Basilica of San Giovanni e Paolo and Monumento a Bartolomeo Colleoni

Basilica of San Giovanni e Paolo

This is the imposing gothic Basilica of San Giovanni e Paolo, or of San Zanipolo as the Venetians call it unifying the two names. If you stand in front of the elegant entrance, to the left of the door is a white marble sarcophagus, with carvings of two angels and doves with crosses on them. This was dedicated to an early Doge called Jacopo Tiepolo, who in a dream claimed he saw two angels accompanied by doves floating above a field covered in white roses, while a voice from above told him that was where he must build a church. He was the first of 21 Doges in Venice’s history who chose to be buried here, which is why San Giovanni e Paolo is often called the Pantheon of the Doges.

Although Jacopo Tiepolo’s dream might be more legend than truth, the church was built, and it might not seem like much nowadays, but at the time this whole area, as much of the city generally, was still swamp-like, muddy, dirty and rather smelly. Not ideal to build such a large, heavy and simply impressive building as this.


Monumento a Bartolomeo Colleoni

In front of the Church of San Giovanni e Paolo you’ll find the bronze monument dedicated to a general called Bartolomeo Colleoni as he rides proudly on his horse. It was sculpted by a Florentine man known as Verrocchio, master of the young Leonardo da Vinci. It is the first statue in history of a horse with one leg raised; you must consider how difficult it must have been to find the right proportions to keep such a heavy weight standing on only three legs.
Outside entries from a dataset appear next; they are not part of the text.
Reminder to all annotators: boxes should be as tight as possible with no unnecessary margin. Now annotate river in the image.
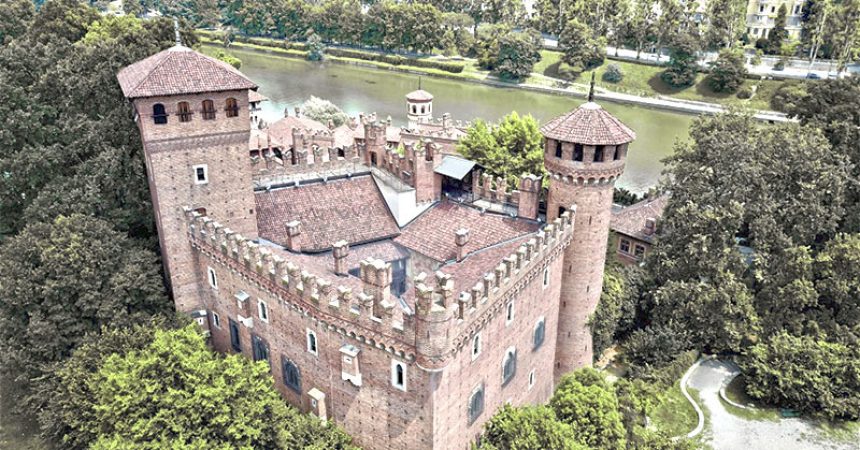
[225,47,696,193]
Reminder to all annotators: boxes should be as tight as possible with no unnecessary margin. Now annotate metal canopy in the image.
[434,156,476,180]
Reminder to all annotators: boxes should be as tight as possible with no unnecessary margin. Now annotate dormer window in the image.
[573,143,583,161]
[202,100,216,120]
[152,103,168,125]
[225,97,239,118]
[177,101,192,122]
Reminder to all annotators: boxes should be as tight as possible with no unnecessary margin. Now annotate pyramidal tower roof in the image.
[117,45,257,99]
[540,101,636,146]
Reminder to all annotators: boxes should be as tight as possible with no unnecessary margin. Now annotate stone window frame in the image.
[306,329,318,356]
[533,317,546,351]
[471,333,482,361]
[468,383,485,425]
[257,298,269,323]
[282,356,301,393]
[501,346,517,386]
[193,164,209,185]
[619,239,631,254]
[207,266,218,289]
[505,301,515,326]
[211,311,221,329]
[391,360,407,392]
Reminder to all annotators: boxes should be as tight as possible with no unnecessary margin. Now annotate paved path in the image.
[686,359,859,450]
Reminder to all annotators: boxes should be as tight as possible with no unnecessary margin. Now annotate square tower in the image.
[118,45,259,313]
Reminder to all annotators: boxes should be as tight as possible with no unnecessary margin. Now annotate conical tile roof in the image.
[117,45,257,99]
[540,102,636,146]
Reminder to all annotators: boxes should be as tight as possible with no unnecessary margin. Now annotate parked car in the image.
[806,72,821,80]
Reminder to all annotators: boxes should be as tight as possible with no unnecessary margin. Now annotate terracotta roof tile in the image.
[441,235,533,294]
[255,175,399,252]
[396,201,540,262]
[117,46,257,98]
[610,195,668,244]
[540,102,636,146]
[267,115,328,147]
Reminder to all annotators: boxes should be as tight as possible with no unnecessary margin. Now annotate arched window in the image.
[420,105,425,114]
[225,97,239,118]
[502,347,517,385]
[252,335,270,364]
[306,329,318,355]
[282,356,301,393]
[202,99,216,120]
[533,319,546,350]
[152,103,167,125]
[471,333,481,360]
[468,385,484,424]
[391,360,407,391]
[411,104,417,114]
[177,101,192,122]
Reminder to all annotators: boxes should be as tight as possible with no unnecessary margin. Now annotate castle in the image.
[117,45,635,450]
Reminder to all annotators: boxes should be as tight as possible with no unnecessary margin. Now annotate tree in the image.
[0,0,34,44]
[707,47,747,93]
[815,233,860,332]
[628,0,657,59]
[457,112,545,183]
[0,215,170,401]
[661,33,699,87]
[654,0,683,61]
[478,405,586,450]
[743,332,860,420]
[495,29,542,80]
[802,0,832,67]
[307,31,324,61]
[213,48,242,68]
[301,96,349,127]
[830,0,860,74]
[123,0,144,17]
[591,267,627,358]
[766,4,789,54]
[559,17,605,70]
[46,325,358,449]
[706,0,746,49]
[550,368,627,450]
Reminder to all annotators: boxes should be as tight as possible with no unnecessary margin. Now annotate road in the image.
[686,359,859,450]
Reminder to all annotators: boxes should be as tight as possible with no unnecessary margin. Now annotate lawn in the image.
[534,50,780,111]
[650,381,700,438]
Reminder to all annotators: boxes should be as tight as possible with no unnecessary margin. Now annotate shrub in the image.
[773,58,786,71]
[707,48,747,93]
[736,87,752,99]
[603,63,623,83]
[324,47,465,73]
[754,37,769,50]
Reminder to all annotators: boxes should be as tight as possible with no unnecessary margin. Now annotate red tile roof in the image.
[396,201,540,262]
[267,115,328,147]
[255,175,399,252]
[117,46,257,99]
[610,195,668,244]
[406,89,434,102]
[441,235,533,293]
[541,102,636,146]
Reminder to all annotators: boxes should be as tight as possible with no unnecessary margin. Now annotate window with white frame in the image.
[528,369,536,390]
[471,333,482,360]
[257,299,269,322]
[542,266,550,289]
[207,267,218,289]
[306,329,318,355]
[502,347,517,386]
[193,164,208,185]
[211,311,221,329]
[505,301,515,325]
[391,360,407,391]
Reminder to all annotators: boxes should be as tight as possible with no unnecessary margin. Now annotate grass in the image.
[650,381,699,437]
[534,50,781,111]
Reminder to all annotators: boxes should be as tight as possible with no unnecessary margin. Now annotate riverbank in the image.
[200,39,791,123]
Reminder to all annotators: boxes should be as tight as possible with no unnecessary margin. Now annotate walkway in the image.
[685,359,859,450]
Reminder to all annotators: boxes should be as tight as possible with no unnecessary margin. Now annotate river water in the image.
[227,47,696,193]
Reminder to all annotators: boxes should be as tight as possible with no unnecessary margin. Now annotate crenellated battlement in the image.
[251,141,365,187]
[472,171,543,220]
[184,209,420,361]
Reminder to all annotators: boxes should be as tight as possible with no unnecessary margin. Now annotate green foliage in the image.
[478,405,586,450]
[457,112,544,183]
[815,233,860,331]
[591,268,627,358]
[769,80,807,112]
[743,332,860,420]
[0,215,169,402]
[44,324,357,449]
[495,28,542,80]
[707,47,746,93]
[323,47,465,73]
[603,62,624,82]
[661,33,699,87]
[301,96,349,127]
[307,31,324,61]
[766,4,789,54]
[559,18,605,71]
[0,0,34,44]
[735,86,752,99]
[550,368,627,450]
[213,48,242,69]
[623,326,692,369]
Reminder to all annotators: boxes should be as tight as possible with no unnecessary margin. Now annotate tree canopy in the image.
[457,111,544,184]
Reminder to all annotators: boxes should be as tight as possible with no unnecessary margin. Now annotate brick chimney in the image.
[285,220,302,252]
[517,174,542,220]
[332,240,350,275]
[644,217,657,235]
[455,228,470,262]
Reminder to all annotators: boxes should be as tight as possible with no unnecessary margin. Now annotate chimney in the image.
[644,217,657,235]
[294,106,301,117]
[327,119,334,129]
[285,220,302,252]
[442,112,450,130]
[332,240,350,275]
[284,108,290,118]
[455,228,470,262]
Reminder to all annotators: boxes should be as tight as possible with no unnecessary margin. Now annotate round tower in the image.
[542,95,636,381]
[406,87,433,129]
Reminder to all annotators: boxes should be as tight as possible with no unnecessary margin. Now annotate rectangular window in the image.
[554,141,563,158]
[211,312,221,329]
[619,239,631,254]
[207,267,218,289]
[252,334,270,364]
[194,164,208,185]
[594,145,605,162]
[391,360,407,391]
[634,244,646,258]
[257,299,269,323]
[282,356,301,393]
[229,318,241,352]
[573,144,584,161]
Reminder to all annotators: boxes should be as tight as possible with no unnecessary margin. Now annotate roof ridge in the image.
[127,50,176,98]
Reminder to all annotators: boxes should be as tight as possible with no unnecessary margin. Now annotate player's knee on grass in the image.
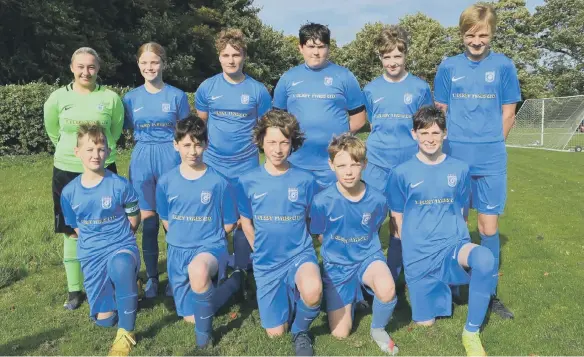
[328,305,352,339]
[477,214,498,236]
[183,315,195,324]
[266,324,287,337]
[188,254,218,293]
[416,319,435,327]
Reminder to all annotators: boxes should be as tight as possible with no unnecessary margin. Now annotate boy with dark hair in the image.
[389,106,497,356]
[156,115,244,349]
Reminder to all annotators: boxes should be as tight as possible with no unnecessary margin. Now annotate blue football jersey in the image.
[61,171,140,261]
[156,166,238,249]
[364,73,432,169]
[195,73,272,177]
[237,165,318,277]
[433,52,521,143]
[388,155,471,282]
[310,184,387,265]
[123,84,190,143]
[273,62,365,170]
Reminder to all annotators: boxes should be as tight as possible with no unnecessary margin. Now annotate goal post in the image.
[506,95,584,152]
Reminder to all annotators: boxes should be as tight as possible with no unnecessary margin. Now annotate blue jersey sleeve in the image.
[156,179,169,221]
[195,81,209,112]
[305,177,319,216]
[60,190,78,229]
[122,95,134,130]
[418,83,433,108]
[121,180,140,216]
[501,61,521,104]
[309,199,326,235]
[222,182,238,225]
[178,91,191,120]
[363,86,374,123]
[374,201,389,230]
[236,180,252,219]
[257,84,272,118]
[272,75,289,110]
[457,166,471,209]
[388,171,406,214]
[344,71,365,111]
[433,62,451,105]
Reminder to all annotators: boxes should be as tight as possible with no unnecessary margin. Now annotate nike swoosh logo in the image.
[452,76,465,82]
[486,204,499,210]
[133,107,143,113]
[410,181,424,188]
[211,95,223,100]
[291,81,304,86]
[124,309,137,315]
[373,97,384,103]
[253,192,268,199]
[200,314,213,320]
[329,215,343,222]
[169,195,179,202]
[72,204,81,210]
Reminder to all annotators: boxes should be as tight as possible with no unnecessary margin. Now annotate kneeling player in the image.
[61,124,141,356]
[388,106,496,356]
[310,134,398,355]
[238,110,322,356]
[156,116,244,348]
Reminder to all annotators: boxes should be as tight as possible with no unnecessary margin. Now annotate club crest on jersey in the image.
[404,92,413,105]
[447,174,457,187]
[324,76,333,86]
[201,191,212,204]
[96,103,105,111]
[241,94,250,104]
[288,188,298,202]
[162,103,171,112]
[101,196,112,209]
[362,213,371,225]
[485,71,495,83]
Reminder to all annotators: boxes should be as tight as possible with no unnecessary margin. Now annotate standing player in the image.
[238,110,322,356]
[389,106,497,356]
[195,29,272,278]
[156,116,244,348]
[273,23,367,190]
[362,25,433,283]
[123,42,190,298]
[310,134,398,355]
[61,124,141,356]
[44,47,124,310]
[433,3,521,319]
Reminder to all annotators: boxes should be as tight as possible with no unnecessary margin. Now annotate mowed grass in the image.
[1,148,584,356]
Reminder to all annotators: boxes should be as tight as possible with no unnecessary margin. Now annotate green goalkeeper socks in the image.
[63,235,83,292]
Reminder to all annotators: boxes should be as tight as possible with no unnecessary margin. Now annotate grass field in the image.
[1,148,584,356]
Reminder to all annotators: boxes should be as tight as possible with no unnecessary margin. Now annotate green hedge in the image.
[0,83,197,156]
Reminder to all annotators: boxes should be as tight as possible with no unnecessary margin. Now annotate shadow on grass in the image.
[0,327,68,355]
[0,265,28,289]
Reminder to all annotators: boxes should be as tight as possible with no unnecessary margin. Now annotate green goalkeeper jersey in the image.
[44,83,124,173]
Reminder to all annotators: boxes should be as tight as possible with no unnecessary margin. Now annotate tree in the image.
[534,0,584,96]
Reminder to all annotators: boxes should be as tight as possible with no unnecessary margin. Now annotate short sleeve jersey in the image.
[123,84,190,143]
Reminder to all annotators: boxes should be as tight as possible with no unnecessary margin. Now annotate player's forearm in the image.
[391,212,403,239]
[161,220,169,232]
[240,219,255,251]
[196,110,209,121]
[349,111,367,133]
[128,214,141,233]
[502,103,517,140]
[434,102,448,115]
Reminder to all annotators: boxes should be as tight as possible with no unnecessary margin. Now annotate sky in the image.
[252,0,546,46]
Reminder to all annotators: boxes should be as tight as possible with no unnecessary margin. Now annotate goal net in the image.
[506,95,584,152]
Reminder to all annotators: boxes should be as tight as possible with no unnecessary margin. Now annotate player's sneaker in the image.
[371,328,399,355]
[108,328,136,356]
[63,291,85,310]
[462,329,486,356]
[144,277,159,298]
[489,298,514,319]
[292,331,314,356]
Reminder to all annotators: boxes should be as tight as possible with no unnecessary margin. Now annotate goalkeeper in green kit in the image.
[44,47,124,310]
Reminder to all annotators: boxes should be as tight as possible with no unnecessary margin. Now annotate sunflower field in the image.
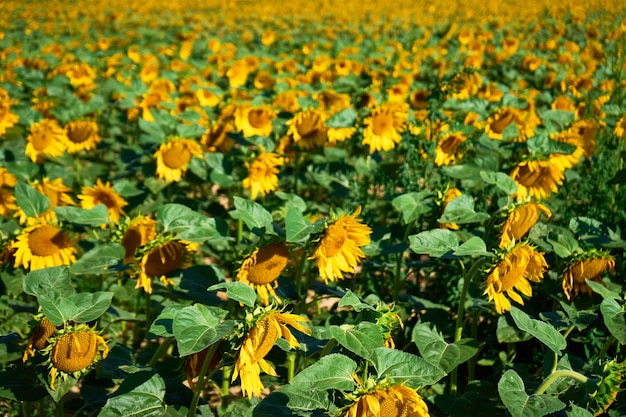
[1,0,626,416]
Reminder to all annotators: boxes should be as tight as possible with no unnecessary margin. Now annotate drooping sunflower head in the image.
[510,158,565,201]
[64,120,101,153]
[286,108,327,149]
[362,102,408,152]
[237,241,290,306]
[342,382,430,417]
[310,206,372,283]
[201,122,235,153]
[42,324,109,391]
[115,215,158,264]
[136,236,197,293]
[23,315,59,362]
[78,179,128,225]
[484,107,520,140]
[434,131,467,166]
[484,242,548,314]
[562,251,615,301]
[499,202,551,249]
[12,221,77,271]
[154,137,204,183]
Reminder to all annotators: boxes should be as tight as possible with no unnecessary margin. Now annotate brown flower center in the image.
[248,109,270,128]
[28,225,71,256]
[490,110,516,134]
[67,122,95,144]
[246,243,289,285]
[143,241,186,277]
[372,113,393,135]
[51,332,99,373]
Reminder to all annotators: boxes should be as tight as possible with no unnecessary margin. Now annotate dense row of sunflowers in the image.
[1,0,625,416]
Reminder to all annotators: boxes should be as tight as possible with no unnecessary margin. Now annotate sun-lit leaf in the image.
[510,307,567,354]
[498,370,565,417]
[409,229,459,257]
[172,304,233,356]
[371,347,446,388]
[290,354,357,392]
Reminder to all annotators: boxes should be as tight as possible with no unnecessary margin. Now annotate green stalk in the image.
[21,402,31,417]
[286,351,297,381]
[535,369,589,395]
[221,365,232,408]
[318,339,337,359]
[467,309,479,381]
[147,337,175,367]
[188,343,220,417]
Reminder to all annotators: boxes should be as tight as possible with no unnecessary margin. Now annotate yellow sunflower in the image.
[23,315,58,361]
[439,187,462,231]
[118,216,157,264]
[237,242,289,306]
[484,243,548,314]
[0,187,17,219]
[286,109,327,150]
[226,59,250,88]
[235,104,276,138]
[362,102,408,152]
[484,107,520,140]
[42,324,108,390]
[0,89,19,136]
[562,252,615,301]
[0,167,17,187]
[328,126,357,144]
[12,222,77,271]
[614,116,626,139]
[136,238,196,293]
[64,120,101,153]
[343,382,430,417]
[499,202,551,248]
[25,119,68,163]
[78,179,128,224]
[233,308,311,398]
[434,132,467,166]
[242,150,284,200]
[510,159,565,200]
[154,137,204,183]
[310,207,372,283]
[201,122,235,153]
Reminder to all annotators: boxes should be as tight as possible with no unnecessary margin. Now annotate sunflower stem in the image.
[147,337,175,367]
[318,338,337,359]
[286,351,297,381]
[236,218,243,245]
[188,342,220,417]
[21,401,31,417]
[597,335,616,360]
[535,369,589,395]
[221,365,232,407]
[55,398,64,417]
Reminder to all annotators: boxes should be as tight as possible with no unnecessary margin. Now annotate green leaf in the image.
[538,110,576,133]
[290,354,357,392]
[453,237,492,257]
[496,315,532,343]
[15,182,50,217]
[600,298,626,344]
[409,229,459,257]
[527,134,577,155]
[391,191,433,224]
[371,347,446,388]
[157,203,229,244]
[230,197,274,234]
[509,307,567,354]
[38,293,78,326]
[285,205,314,242]
[138,117,166,141]
[172,304,233,356]
[255,384,336,416]
[412,323,480,373]
[148,305,185,339]
[586,280,621,300]
[54,204,111,226]
[330,322,384,360]
[99,370,166,417]
[479,171,518,195]
[569,217,623,246]
[70,243,125,275]
[566,404,594,417]
[70,292,114,323]
[438,195,490,225]
[275,191,307,212]
[208,281,257,307]
[498,370,565,417]
[325,107,357,128]
[23,266,75,298]
[337,290,375,312]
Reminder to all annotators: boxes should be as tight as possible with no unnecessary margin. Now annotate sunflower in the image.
[16,177,75,224]
[12,221,77,271]
[0,167,16,187]
[23,315,58,361]
[227,59,250,88]
[362,102,408,152]
[328,126,357,144]
[78,179,128,224]
[237,242,289,306]
[136,238,196,293]
[562,252,615,301]
[242,150,284,200]
[342,381,430,417]
[154,137,204,183]
[310,207,372,283]
[510,158,565,200]
[64,120,101,153]
[484,243,548,314]
[286,109,327,150]
[235,104,275,138]
[184,347,222,390]
[499,202,551,248]
[233,308,311,398]
[118,216,157,264]
[0,89,19,136]
[201,122,235,152]
[614,116,626,139]
[25,119,68,163]
[484,107,520,140]
[0,187,17,219]
[42,324,108,390]
[439,187,462,230]
[434,132,467,166]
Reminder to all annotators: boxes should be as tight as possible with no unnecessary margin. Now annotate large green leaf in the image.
[254,384,336,417]
[498,370,565,417]
[70,243,125,275]
[479,171,518,195]
[285,205,314,242]
[99,370,166,417]
[453,237,492,257]
[329,322,384,360]
[230,197,275,234]
[147,305,186,339]
[438,195,490,225]
[325,107,357,128]
[391,191,433,224]
[15,182,50,217]
[208,282,257,307]
[39,291,113,326]
[409,229,459,257]
[23,266,75,298]
[157,203,229,244]
[371,347,446,388]
[510,307,566,354]
[290,354,357,392]
[172,304,233,356]
[54,204,110,226]
[599,298,626,344]
[412,323,479,373]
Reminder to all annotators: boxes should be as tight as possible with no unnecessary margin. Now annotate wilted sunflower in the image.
[235,105,276,138]
[136,237,196,293]
[201,122,235,153]
[118,216,157,264]
[237,242,289,306]
[510,158,565,200]
[310,207,372,283]
[342,380,430,417]
[362,102,408,152]
[499,202,551,248]
[78,179,128,224]
[23,315,58,361]
[562,252,615,300]
[42,324,108,390]
[434,132,467,166]
[12,221,77,271]
[233,308,311,398]
[64,120,101,153]
[154,137,204,183]
[242,150,284,200]
[25,119,68,163]
[286,109,327,150]
[484,243,548,314]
Famously, Colleoni had fought many battles on behalf of the Venetians, who granted him a place of burial anywhere he wished; he requested his statue be placed in front of San Marco. Though he did not specify, there was no doubt he meant the Basilica of St.Mark’s in the famous Piazza, but the Venetian State, always adverse to blatant individual idolization, decided to misunderstand his intention, and place it here, since the building next to the church was at the time the Scuola Grande di San Marco. They did in fact do what he had asked, even if not what he had intended.